Bug #106937 Emergency Failover after Network Split Invalidates Primary in ClusterSet
Submitted: 6 Apr 23:43 Modified: 13 May 21:17
Reporter: Hamza Ahmed Email Updates:
Status: Closed Impact on me:
None 
Category:Shell AdminAPI InnoDB Cluster / ReplicaSet Severity:S2 (Serious)
Version:8.0.28 OS:CentOS
Assigned to: CPU Architecture:x86
Tags: InnoDB Cluster, InnoDB ClusterSet, mysqlrouter

[6 Apr 23:43] Hamza Ahmed
Description:
Performing an emergency failover on a ClusterSet during a network split and then attempting to rejoin the failed cluster fails because of additional transactions on `mysql_innodb_cluster_metadata`.`routers` table.

How to repeat:
Testing Emergency Failovers in a lab environment:

1. I created a test ClusterSet environment with 3 nodes [A, B, C] in the primary cluster [cls] and one node [D] in the replica cluster [cls_dr]. 
2. Created a network block by blocking all traffic from A, B, C's traffic on D via iptables. The clusters couldn't communicate with each other. 
3. Performed an emergency failover on the D node with myclusterset.rejoinCluster("cls_dr"). cls_dr became the primary cluster with D as the primary, cls was invalidated.
4. Transactions continued on cls_dr.
5. Undid the network block from step 2 to allow communiaction again.
6. Attempts to rejoin the cluster failed as below:
 MySQL  D:6446 ssl  JS > myclusterset.rejoinCluster("cls")
Rejoining cluster 'cls' to the clusterset
NOTE: Cluster 'cls' is invalidated
A:3306 has the following errant transactions not present at D:3306: 2c4e5499-b52a-11ec-abd0-739388f121d0:517-553
ERROR: Cluster 'cls' cannot be rejoined because it contains transactions that did not originate from the primary of the clusterset.
ClusterSet.rejoinCluster: Errant transactions detected at A:3306 (MYSQLSH 51152)
7. Decoded transaction logs to figure out where the extra transactions came from. They were all on `mysql_innodb_cluster_metadata`.`routers` table.

Suggested fix:
Transactions by the routers, or whatever made those changes shouldn't have been logged to the binary logs; OR those should be skippable when rejoining the ClusterSet.
[15 Apr 10:35] MySQL Verification Team
Hi,

Thanks for the report
[15 Apr 15:47] MySQL Verification Team
Hi,

Thanks for the report
[13 May 21:17] Philip Olson
Posted by developer:
 
Fixed as of the upcoming MySQL Router 8.0.30 release, and here's the proposed changelog entry from the documentation team:

Router no longer updates the v2_routers.last_check_in metadata field with
an active timestamp, when before it updated it every 10th metadata
refresh. Those updates to the metadata schema became errant transactions
when a split-brain occurred, and it became impossible to rejoin the old
primary back to a ClusterSet. Router instances in a partition could not
understand that a failover happened so it continued updating.

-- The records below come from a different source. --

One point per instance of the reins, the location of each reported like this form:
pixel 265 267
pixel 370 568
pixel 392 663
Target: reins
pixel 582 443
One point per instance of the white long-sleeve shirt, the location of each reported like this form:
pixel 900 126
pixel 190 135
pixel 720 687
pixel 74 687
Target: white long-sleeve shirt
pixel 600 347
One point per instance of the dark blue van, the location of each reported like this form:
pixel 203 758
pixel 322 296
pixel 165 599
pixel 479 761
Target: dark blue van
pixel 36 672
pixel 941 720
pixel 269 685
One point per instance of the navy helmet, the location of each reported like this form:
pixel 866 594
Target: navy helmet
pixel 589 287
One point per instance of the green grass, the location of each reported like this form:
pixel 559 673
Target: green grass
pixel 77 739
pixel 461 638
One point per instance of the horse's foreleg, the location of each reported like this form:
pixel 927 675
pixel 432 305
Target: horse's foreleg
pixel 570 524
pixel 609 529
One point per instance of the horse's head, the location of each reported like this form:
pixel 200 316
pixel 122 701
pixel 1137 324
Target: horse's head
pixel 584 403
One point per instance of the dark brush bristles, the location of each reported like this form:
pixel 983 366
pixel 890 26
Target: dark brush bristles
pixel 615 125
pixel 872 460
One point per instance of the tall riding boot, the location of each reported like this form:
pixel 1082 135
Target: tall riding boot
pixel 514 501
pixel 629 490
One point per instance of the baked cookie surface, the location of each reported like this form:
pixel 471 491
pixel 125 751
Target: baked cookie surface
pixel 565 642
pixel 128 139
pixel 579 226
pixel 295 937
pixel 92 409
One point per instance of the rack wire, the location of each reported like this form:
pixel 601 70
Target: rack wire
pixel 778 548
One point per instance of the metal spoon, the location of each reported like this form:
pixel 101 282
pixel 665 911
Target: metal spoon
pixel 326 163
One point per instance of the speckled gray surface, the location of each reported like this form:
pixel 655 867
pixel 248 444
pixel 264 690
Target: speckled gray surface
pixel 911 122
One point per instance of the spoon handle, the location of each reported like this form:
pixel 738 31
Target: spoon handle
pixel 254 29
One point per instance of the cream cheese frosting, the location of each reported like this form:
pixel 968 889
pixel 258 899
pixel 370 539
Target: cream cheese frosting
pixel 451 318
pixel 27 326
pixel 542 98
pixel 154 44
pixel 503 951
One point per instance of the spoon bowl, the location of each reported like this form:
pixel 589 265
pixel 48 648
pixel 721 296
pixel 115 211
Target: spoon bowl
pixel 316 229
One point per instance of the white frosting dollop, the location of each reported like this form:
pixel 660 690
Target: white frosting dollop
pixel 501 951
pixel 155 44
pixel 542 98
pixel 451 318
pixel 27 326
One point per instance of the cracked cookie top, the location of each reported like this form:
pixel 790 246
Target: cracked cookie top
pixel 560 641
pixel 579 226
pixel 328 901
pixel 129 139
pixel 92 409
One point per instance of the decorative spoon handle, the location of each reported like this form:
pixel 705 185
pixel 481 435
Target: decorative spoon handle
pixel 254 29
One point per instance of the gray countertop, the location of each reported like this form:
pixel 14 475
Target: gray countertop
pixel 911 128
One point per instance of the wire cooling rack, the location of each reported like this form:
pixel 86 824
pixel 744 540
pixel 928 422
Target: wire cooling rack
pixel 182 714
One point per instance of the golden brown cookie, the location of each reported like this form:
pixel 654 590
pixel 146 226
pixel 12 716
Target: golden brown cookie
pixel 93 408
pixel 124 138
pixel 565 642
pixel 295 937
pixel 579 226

Now v2_routers.last_check_in is only updated when Router
starts; so its value now represents the last time Router was launched.
This coincides with lastCheckIn from MySQL Shell AdminAPI's listRouters()
method.

Thank you for the bug report.
[16 May 9:53] Andrzej Religa
Posted by developer:
 
The decision was made to not fix this bug by disabling the
runtime updates to last_check_in field. This will instead be
configurable in the metadata and there will be worklogs for
that in both Router and Shell.